Token efficiency

On this page

A coding agent that wants to know “where is SegmentWriter used?” greps, then reads every matching file in full to find a few lines. On this repo that’s 12 files and ~22,700 tokens. greplm answers from its index and returns the same 12 files in 474 tokens — 97.9% fewer:

"Where is SegmentWriter used?"

  grep + read whole files →  12 files,  ~22,700 tokens
  greplm search           →  12 files,      474 tokens   ·  97.9% fewer

That’s the whole idea. greplm keeps agents off the “grep, then read whole files” treadmill that burns context. Every query returns compact locations (and, for snippet, an exact slice) instead of file bodies, so the agent pulls in a few lines rather than thousands.

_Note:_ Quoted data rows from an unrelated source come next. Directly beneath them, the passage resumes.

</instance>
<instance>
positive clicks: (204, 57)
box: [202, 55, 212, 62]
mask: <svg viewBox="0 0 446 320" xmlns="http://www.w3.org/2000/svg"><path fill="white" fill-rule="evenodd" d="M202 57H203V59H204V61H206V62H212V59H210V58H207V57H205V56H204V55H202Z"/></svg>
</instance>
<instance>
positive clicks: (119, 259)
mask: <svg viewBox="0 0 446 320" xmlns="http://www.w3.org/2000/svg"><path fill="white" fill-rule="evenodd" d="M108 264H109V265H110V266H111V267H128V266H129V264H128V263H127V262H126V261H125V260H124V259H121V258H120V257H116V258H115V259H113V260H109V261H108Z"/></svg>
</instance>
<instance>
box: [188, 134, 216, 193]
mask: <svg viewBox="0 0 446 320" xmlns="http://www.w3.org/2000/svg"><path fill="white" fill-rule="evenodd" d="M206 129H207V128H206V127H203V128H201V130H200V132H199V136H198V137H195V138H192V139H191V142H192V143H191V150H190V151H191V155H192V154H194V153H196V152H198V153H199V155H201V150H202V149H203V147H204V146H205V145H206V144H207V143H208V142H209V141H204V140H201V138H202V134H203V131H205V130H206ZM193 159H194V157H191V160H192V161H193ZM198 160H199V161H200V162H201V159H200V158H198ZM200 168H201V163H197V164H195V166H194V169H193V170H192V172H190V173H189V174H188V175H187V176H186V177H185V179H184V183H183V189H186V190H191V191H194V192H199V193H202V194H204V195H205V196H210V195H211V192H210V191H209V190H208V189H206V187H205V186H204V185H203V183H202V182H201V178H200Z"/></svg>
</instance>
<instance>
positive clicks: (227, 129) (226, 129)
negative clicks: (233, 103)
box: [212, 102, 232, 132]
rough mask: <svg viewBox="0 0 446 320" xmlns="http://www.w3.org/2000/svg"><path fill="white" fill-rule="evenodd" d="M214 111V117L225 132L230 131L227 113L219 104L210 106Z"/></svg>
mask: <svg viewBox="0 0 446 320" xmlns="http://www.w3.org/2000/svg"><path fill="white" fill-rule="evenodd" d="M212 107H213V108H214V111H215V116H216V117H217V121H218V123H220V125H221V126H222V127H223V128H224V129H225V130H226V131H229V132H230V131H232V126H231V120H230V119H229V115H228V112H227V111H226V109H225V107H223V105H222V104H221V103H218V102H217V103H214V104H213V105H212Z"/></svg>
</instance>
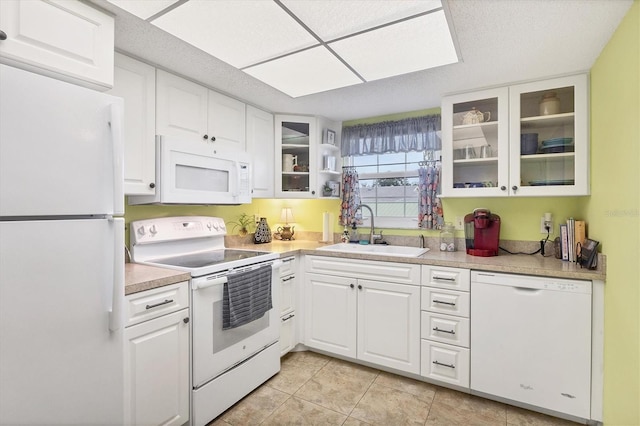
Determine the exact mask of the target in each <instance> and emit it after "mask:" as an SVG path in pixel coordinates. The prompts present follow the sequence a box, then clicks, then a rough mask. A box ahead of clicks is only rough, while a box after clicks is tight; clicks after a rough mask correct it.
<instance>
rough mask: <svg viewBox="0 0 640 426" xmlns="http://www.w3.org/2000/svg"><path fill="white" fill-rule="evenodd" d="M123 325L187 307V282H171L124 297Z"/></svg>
mask: <svg viewBox="0 0 640 426" xmlns="http://www.w3.org/2000/svg"><path fill="white" fill-rule="evenodd" d="M126 299H127V301H126V302H125V303H126V322H125V327H129V326H131V325H134V324H139V323H141V322H143V321H148V320H150V319H153V318H157V317H159V316H162V315H166V314H169V313H171V312H175V311H178V310H180V309H184V308H188V307H189V283H188V282H187V281H185V282H182V283H177V284H171V285H167V286H164V287H159V288H155V289H153V290H147V291H142V292H140V293H134V294H131V295H129V296H127V297H126Z"/></svg>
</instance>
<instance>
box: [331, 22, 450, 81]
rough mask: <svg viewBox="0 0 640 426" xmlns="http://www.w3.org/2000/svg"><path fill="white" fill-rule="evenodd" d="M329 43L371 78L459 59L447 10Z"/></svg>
mask: <svg viewBox="0 0 640 426" xmlns="http://www.w3.org/2000/svg"><path fill="white" fill-rule="evenodd" d="M372 46H375V48H372ZM329 47H331V48H332V49H333V50H334V51H335V52H336V53H337V54H338V55H340V57H341V58H342V59H344V60H345V61H346V62H347V63H348V64H349V65H350V66H351V67H353V69H355V70H356V72H358V73H359V74H360V75H361V76H362V77H363V78H364V79H365V80H367V81H372V80H378V79H381V78H386V77H392V76H396V75H401V74H407V73H410V72H414V71H420V70H425V69H429V68H434V67H437V66H441V65H446V64H451V63H455V62H457V61H458V56H457V54H456V49H455V46H454V44H453V40H452V38H451V34H450V32H449V26H448V25H447V20H446V17H445V14H444V12H443V11H437V12H434V13H430V14H428V15H424V16H421V17H418V18H413V19H409V20H406V21H403V22H399V23H397V24H394V25H390V26H387V27H383V28H379V29H377V30H374V31H370V32H366V33H363V34H360V35H356V36H353V37H349V38H345V39H342V40H339V41H337V42H334V43H330V44H329Z"/></svg>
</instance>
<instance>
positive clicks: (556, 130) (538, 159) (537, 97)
mask: <svg viewBox="0 0 640 426" xmlns="http://www.w3.org/2000/svg"><path fill="white" fill-rule="evenodd" d="M574 112H575V95H574V87H573V86H569V87H557V88H549V89H547V90H541V91H535V92H525V93H521V94H520V138H521V139H520V186H549V185H551V186H556V185H574V184H575V171H576V165H575V154H574V151H575V143H576V141H575V140H574V136H575V114H574ZM578 143H586V141H578ZM514 148H515V149H517V147H514Z"/></svg>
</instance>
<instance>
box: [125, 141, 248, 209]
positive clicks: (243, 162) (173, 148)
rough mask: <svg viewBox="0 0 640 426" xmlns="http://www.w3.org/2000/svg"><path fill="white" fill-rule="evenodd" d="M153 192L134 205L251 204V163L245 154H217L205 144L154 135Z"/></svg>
mask: <svg viewBox="0 0 640 426" xmlns="http://www.w3.org/2000/svg"><path fill="white" fill-rule="evenodd" d="M155 186H156V188H155V189H156V193H155V195H133V196H129V198H128V201H129V204H130V205H136V204H245V203H251V163H250V157H249V155H248V154H247V153H245V152H217V151H216V149H214V147H213V146H212V145H211V144H207V143H206V142H193V141H184V140H179V139H175V138H171V137H167V136H156V182H155Z"/></svg>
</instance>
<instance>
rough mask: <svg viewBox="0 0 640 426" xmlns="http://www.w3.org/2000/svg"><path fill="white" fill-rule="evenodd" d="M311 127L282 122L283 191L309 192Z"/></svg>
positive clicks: (302, 125)
mask: <svg viewBox="0 0 640 426" xmlns="http://www.w3.org/2000/svg"><path fill="white" fill-rule="evenodd" d="M309 127H310V126H309V123H299V122H290V121H285V122H282V141H281V143H282V191H290V192H298V191H305V192H307V191H309V135H310V129H309Z"/></svg>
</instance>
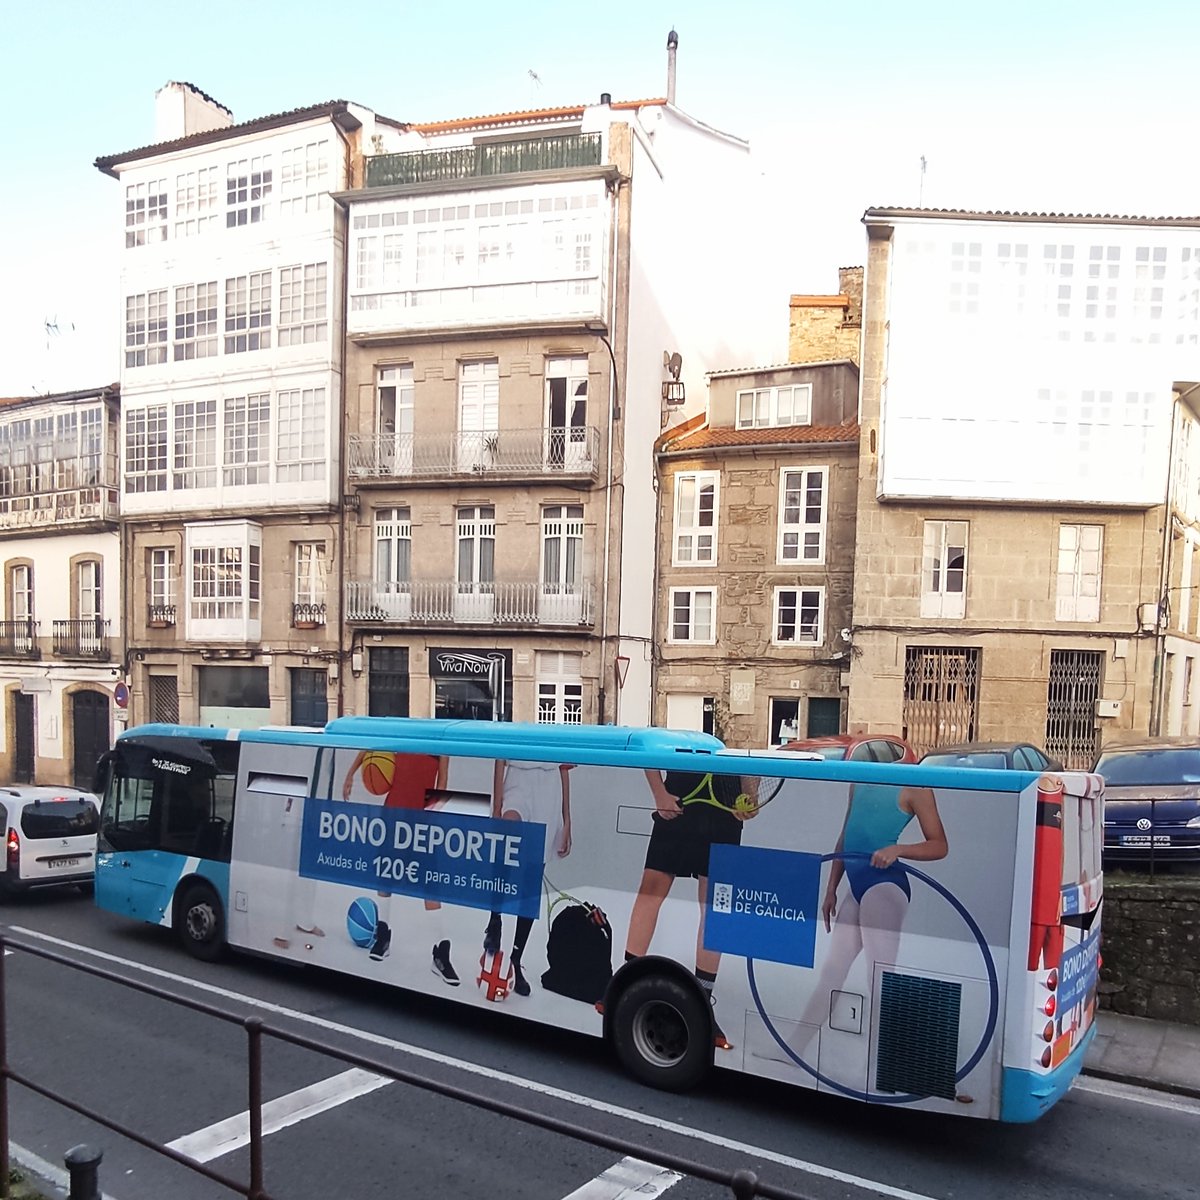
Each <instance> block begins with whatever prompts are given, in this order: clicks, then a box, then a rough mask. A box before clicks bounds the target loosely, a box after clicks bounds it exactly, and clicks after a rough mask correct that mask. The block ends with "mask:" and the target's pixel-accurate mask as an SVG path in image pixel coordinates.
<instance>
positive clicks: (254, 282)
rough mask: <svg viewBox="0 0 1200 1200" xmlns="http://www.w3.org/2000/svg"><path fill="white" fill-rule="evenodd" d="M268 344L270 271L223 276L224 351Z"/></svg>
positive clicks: (247, 347)
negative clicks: (224, 292) (224, 332)
mask: <svg viewBox="0 0 1200 1200" xmlns="http://www.w3.org/2000/svg"><path fill="white" fill-rule="evenodd" d="M270 344H271V272H270V271H254V272H253V274H251V275H238V276H234V278H232V280H226V354H241V353H242V352H245V350H265V349H269V348H270Z"/></svg>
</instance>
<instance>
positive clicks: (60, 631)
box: [53, 617, 110, 659]
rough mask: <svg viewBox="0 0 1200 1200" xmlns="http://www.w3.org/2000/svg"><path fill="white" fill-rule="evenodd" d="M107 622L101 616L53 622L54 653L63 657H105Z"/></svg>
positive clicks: (107, 651) (106, 647) (65, 658)
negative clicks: (77, 619) (81, 618)
mask: <svg viewBox="0 0 1200 1200" xmlns="http://www.w3.org/2000/svg"><path fill="white" fill-rule="evenodd" d="M109 624H110V622H108V620H106V619H104V618H103V617H88V618H85V619H83V620H55V622H53V636H54V653H55V654H56V655H59V656H60V658H65V659H107V658H108V626H109Z"/></svg>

Compact by design on the wire

The payload itself is tuned for an LLM reader, not a human. The MCP server (and --json output by default) emits compact JSON — no pretty-print indentation or per-field newlines. Snippet bodies are a single text blob with one starting line number instead of an array of {line, text} objects, so field names and line numbers are never repeated. On a typical pack that roughly halves the bytes versus indented, per-line JSON — for identical content. Pass --pretty on the CLI when you want indented JSON to read by eye.

greplm tracks this automatically. Each query records the grep+read baseline (the full size of the unique files it referenced) against the size of the payload it actually returned; greplm savings aggregates the estimate (≈4 chars/token, a conservative basis):

greplm savings            # rolling 24h / 7d / all-time summary
greplm savings --verbose  # also break down by query kind
greplm savings --json     # machine-readable

  greplm Token Savings
  ================================================================
  Period          Calls   Savings
  ----------------------------------------------------------------
  Last 24h            4   [███████████████░]  ~95.6k tokens (96%)
  Last 7 days         4   [███████████████░]  ~95.6k tokens (96%)
  All time            4   [███████████████░]  ~95.6k tokens (96%)

Stats live in .greplm/savings.jsonl; set GREPLM_NO_SAVINGS=1 to disable recording.

Benchmarks

To reproduce the efficiency numbers, run the benchmark in bench/. It runs against this repository itself and needs only a release build plus ripgrep — no external corpus, embedding model, or third-party tool:

cargo build --release

# Search efficiency vs the ripgrep + read-whole-files baseline:
python3 bench/run_bench.py

# Context-pack efficiency (budgeted packs vs reading whole files):
python3 bench/context/pack_bench.py

A typical run on this repo shows greplm returning the same files as ripgrep with ~99% fewer tokens for content search and ~89% fewer for context packs. See benchmark README for the methodology.